According to the European 2020 Strategy Document (European Commision, 2010b), Europe is suffering a period of structural transformation in the socio-economic framework. The priorities to favor the new model that Europe needs are:

  • 1.

    Smart Growth: Defined as the necessity of developing an economy based on knowledge and innovation;

  • 2.

    Sustainable Growth: Achieved after to have promoted an economy that makes more efficient use of resources, is greener and more competitive;

  • 3.

    Inclusive Growth: That is achieved when the economy reaches high employment levels while delivering social and territorial cohesion.

To this end, and in the same document, the European Commission proposes the following objectives:

  • 1.

    75% of the population between 20 and 64 years should be employed;

  • 2.

    3% of European Union’s Gross Domestic Product (hereinafter, GDP) should be invested in R & D;

  • 3.

    The 20/20/20 Objective (20% reduction of greenhouse gases until 20%, 20% reduction of energy consumption, and 20% increase of using renewable energy) should be achieved in terms of climate and energy;

  • 4.

    The percentage of early school leavers should be under 10%, and at least 40% of the younger generation should have a tertiary degree; and

  • 5.

    The risk of poverty should threaten no more than 20 million fewer people.

To achieve these objectives seven flagship initiatives are proposed: innovation, youth employment, access to internet, efficient use of resources, business competitiveness, qualification of labor and social, and territorial cohesion.

To address the main challenges in implementing the Europe 2020 Strategy, member countries have a vital instrument: the Structural Funds and the European Investment (FEIE) for period 2014-2020. Both Structural Funds and the Cohesion Fund are the financial instruments of European Union (EU) regional policy, which is intended to narrow the development disparities among regions and Member States. The Funds participate fully, therefore, in pursuing the goal of economic, social and territorial cohesion. In Spain, the Partnership Agreement to join the Europe 2020 strategy to be applied to the Foreign Earned Income Exclusion (hereinafter, FEIE), recognizes the central role that cities play as the engine of the economy, as they are places of connectivity, creativity and innovation, as well as service centers. Therefore, urban development becomes a priority area within the cohesion policy of the EU.

Given the importance of Smart Cities, it is mandatory to define and standarize indicators to measure the evolution of our cities to the challenge of achieving higher competitive rates while being sustainable cities.

Objective

The objective of this chapter is to define which are going to be the characteristics and municipal policies the Spanish cities must fulfiled in order to be transformed into Smart Cities.
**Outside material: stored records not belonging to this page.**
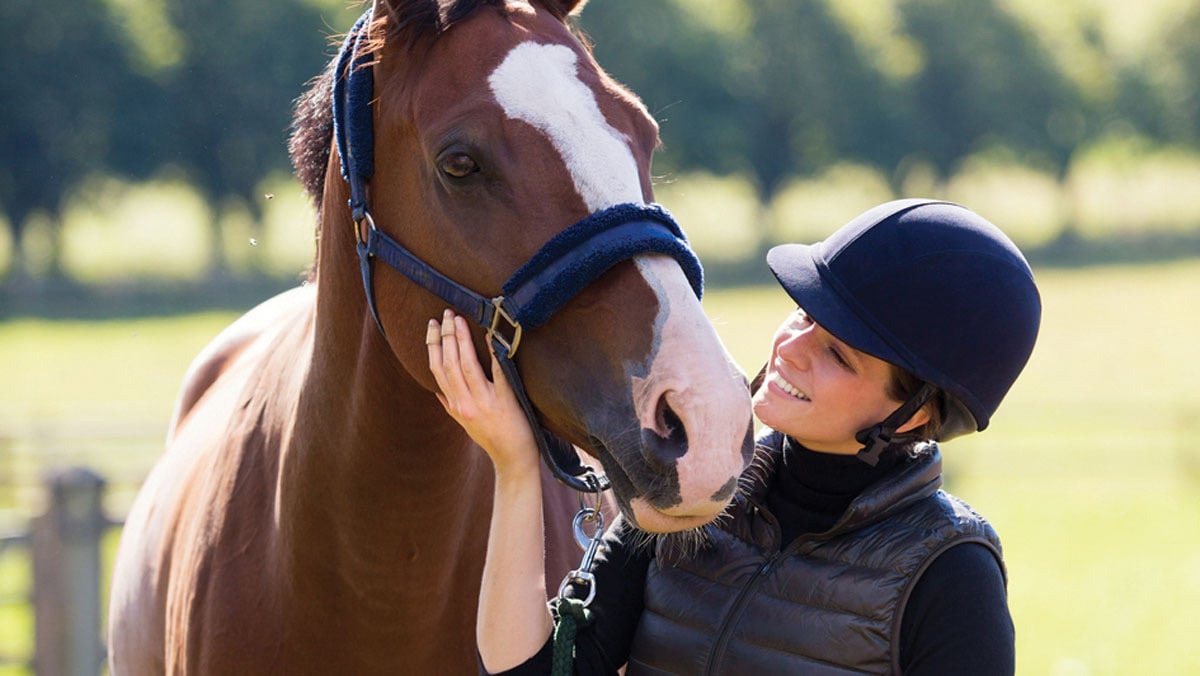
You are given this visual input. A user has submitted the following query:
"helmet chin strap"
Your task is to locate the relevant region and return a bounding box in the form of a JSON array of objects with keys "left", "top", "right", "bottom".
[{"left": 854, "top": 383, "right": 937, "bottom": 467}]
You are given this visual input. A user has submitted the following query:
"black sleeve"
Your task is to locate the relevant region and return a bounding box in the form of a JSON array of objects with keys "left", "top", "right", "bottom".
[
  {"left": 900, "top": 543, "right": 1016, "bottom": 676},
  {"left": 480, "top": 519, "right": 653, "bottom": 676}
]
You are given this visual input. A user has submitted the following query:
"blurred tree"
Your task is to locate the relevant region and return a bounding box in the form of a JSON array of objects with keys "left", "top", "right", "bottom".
[
  {"left": 0, "top": 0, "right": 146, "bottom": 279},
  {"left": 746, "top": 0, "right": 907, "bottom": 202},
  {"left": 898, "top": 0, "right": 1084, "bottom": 175},
  {"left": 163, "top": 0, "right": 334, "bottom": 273},
  {"left": 1140, "top": 2, "right": 1200, "bottom": 148},
  {"left": 580, "top": 0, "right": 752, "bottom": 182}
]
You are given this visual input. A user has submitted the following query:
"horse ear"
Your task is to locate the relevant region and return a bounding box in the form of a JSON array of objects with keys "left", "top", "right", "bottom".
[
  {"left": 558, "top": 0, "right": 588, "bottom": 14},
  {"left": 542, "top": 0, "right": 588, "bottom": 17}
]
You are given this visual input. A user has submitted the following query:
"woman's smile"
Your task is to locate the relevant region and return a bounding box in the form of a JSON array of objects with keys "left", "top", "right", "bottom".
[{"left": 767, "top": 371, "right": 811, "bottom": 401}]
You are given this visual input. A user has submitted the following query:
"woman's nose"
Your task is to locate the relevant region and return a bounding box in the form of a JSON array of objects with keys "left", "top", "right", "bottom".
[{"left": 778, "top": 331, "right": 811, "bottom": 369}]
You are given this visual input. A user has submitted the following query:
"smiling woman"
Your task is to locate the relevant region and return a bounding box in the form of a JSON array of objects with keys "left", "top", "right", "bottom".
[{"left": 446, "top": 199, "right": 1040, "bottom": 675}]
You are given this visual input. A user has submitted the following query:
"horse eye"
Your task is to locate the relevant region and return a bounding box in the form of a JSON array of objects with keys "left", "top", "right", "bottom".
[{"left": 442, "top": 152, "right": 479, "bottom": 179}]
At this respect, ICTs play a key role to accelerate this urban change making possible a larger amount of data sharing that is necessary to transform the city. In this chapter the Spanish case will be analyzed, given its connections with Latin American and the Caribbean countries where a radical urban transformation into Smart Cities is necessary and desirable, as it is expected that 82.8% of Latin American population will be urban by the year 2025 (CEPAL, 2005, p. 29).